Geothermal springs Thermoactinomyces 16S rRNA gene sequences Thermostable extracellular hydrolases 

Introduction

Thermal springs are selective habitats of thermophilic microbes serving valuable sources of unique biomolecules and thermostable enzymes (Raddadi et al. 2015; DeCastro et al. 2016; Sahay et al. 2017). Thermophilic microorganisms taxonomically are very diverse and spread widely among prokaryotes (Archaea and Bacteria) (Charliera and Droogmansb 2005; Mehta and Satyanarayana 2013). A separate group of thermophilic bacteria is represented by thermoactinomycetes. Thermoactinomycetes have been isolated from different environments including natural terrestrial hot springs (Carrillo and Benitez-Ahrendts 2014; Sahay et al. 2017). The genus Thermoactinomyces, as one of genera within order Bacillales, includes aerobic, endospore-forming, Gram-positive bacteria (Carrillo and Benitez-Ahrendts 2014). Recently based on phenotypic, phylogenetic and chemotaxonomic analyses species of Thermoactinomyces have been reclassified (Yoon et al. 2005). Currently genus Thermoactinomyces includes five valid species: T. vulgaris (Goodfellow and Jones 2009) T. intermedius (Goodfellow and Jones 2009), T. daqus (Yao et al. 2014), T. guangxiensis (Wu et al. 2015) and T. khenchelensis (Mokrane et al. 2016). T. khenchelensis sp. nov. has been recently isolated from an Algerian hot spring (Mokrane et al. 2016).

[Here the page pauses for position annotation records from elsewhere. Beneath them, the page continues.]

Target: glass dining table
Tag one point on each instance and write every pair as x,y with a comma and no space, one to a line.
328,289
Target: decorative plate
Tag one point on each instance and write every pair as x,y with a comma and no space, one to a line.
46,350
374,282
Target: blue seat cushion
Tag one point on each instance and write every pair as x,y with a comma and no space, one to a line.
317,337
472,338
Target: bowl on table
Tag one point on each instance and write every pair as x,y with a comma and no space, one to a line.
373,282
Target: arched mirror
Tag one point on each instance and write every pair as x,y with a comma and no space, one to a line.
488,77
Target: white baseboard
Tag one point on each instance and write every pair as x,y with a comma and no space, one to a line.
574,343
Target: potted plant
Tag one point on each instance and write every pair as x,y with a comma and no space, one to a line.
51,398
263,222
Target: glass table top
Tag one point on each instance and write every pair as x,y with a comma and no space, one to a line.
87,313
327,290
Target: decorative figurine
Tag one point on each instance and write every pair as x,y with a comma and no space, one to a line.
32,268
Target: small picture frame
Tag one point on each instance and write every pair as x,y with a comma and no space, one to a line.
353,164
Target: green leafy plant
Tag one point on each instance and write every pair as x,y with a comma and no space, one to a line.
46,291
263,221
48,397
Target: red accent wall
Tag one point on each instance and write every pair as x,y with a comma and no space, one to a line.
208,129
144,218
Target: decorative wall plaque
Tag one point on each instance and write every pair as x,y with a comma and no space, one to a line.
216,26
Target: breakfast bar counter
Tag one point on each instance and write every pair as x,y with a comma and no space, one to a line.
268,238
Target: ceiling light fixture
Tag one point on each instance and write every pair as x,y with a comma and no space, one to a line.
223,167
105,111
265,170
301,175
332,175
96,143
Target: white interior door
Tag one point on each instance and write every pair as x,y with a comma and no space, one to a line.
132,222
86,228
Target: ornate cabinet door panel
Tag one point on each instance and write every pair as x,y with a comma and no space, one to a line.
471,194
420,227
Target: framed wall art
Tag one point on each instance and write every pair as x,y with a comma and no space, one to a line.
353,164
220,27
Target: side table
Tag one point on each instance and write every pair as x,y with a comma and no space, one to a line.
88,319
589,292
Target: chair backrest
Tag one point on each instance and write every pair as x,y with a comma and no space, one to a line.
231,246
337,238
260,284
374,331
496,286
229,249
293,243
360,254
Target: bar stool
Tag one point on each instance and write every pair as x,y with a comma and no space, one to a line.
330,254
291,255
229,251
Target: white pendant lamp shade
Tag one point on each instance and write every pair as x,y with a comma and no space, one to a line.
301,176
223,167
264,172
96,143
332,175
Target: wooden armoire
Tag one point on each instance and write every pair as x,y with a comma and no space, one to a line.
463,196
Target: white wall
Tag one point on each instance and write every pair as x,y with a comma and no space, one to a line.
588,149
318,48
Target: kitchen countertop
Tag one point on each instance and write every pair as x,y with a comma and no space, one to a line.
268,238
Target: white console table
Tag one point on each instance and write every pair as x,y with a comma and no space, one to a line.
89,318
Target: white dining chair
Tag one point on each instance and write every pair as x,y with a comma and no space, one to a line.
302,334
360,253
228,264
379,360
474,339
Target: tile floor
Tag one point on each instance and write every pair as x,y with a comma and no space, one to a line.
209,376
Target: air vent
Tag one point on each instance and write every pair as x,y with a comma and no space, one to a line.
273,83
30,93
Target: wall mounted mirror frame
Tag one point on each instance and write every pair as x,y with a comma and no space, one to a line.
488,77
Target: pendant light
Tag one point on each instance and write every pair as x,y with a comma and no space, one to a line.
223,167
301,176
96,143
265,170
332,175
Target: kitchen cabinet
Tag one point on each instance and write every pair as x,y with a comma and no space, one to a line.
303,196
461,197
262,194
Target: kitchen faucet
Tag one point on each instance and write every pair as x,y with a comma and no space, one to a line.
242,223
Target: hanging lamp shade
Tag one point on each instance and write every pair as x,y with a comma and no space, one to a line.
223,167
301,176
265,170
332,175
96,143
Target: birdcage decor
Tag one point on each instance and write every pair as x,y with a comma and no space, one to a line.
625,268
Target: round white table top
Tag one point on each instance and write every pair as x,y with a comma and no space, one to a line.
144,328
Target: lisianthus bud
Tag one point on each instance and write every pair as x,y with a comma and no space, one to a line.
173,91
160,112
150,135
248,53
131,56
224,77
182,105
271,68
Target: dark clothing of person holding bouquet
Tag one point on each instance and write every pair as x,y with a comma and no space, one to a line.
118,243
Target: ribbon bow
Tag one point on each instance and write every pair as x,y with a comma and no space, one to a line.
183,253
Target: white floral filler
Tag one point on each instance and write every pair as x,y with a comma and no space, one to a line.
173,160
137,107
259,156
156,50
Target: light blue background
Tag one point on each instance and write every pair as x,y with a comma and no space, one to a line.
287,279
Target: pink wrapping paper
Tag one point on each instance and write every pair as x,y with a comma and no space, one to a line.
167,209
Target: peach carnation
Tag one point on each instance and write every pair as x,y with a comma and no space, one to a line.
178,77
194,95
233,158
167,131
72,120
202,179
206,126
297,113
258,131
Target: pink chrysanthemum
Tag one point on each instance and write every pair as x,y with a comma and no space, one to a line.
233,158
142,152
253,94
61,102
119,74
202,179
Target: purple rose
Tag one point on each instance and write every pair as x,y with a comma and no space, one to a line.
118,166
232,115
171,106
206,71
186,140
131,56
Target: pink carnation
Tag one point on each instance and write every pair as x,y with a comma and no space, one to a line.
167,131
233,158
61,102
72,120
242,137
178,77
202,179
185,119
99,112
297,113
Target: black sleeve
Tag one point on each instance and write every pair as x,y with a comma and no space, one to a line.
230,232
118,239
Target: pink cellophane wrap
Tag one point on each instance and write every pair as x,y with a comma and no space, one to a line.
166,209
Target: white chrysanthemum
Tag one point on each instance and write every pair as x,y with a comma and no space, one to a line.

In the last decade, several strains of thermoactinomycetes have been isolated from geothermal areas in Bulgaria (Derekova et al. 2008), India (Sahay et al. 2017), Russia (Rozanov et al. 2017), Turkay (Uzel et al. 2011; Aksoy et al. 2012), Pakistan (Jadoon et al. 2014), Kenya (Waithaka et al. 2017) and Japan (Nishiyama et al. 2013).

Attention of biotechnologists have been focused on thermoactinomcetes taking in account their ability to produce thermozymes, like thermostable amylases (Jadoon et al. 2014), proteases (Aksoy et al. 2012; Verma et al. 2016), cellulases (Chaudhary and Prabhu 2016) and bioactive molecules.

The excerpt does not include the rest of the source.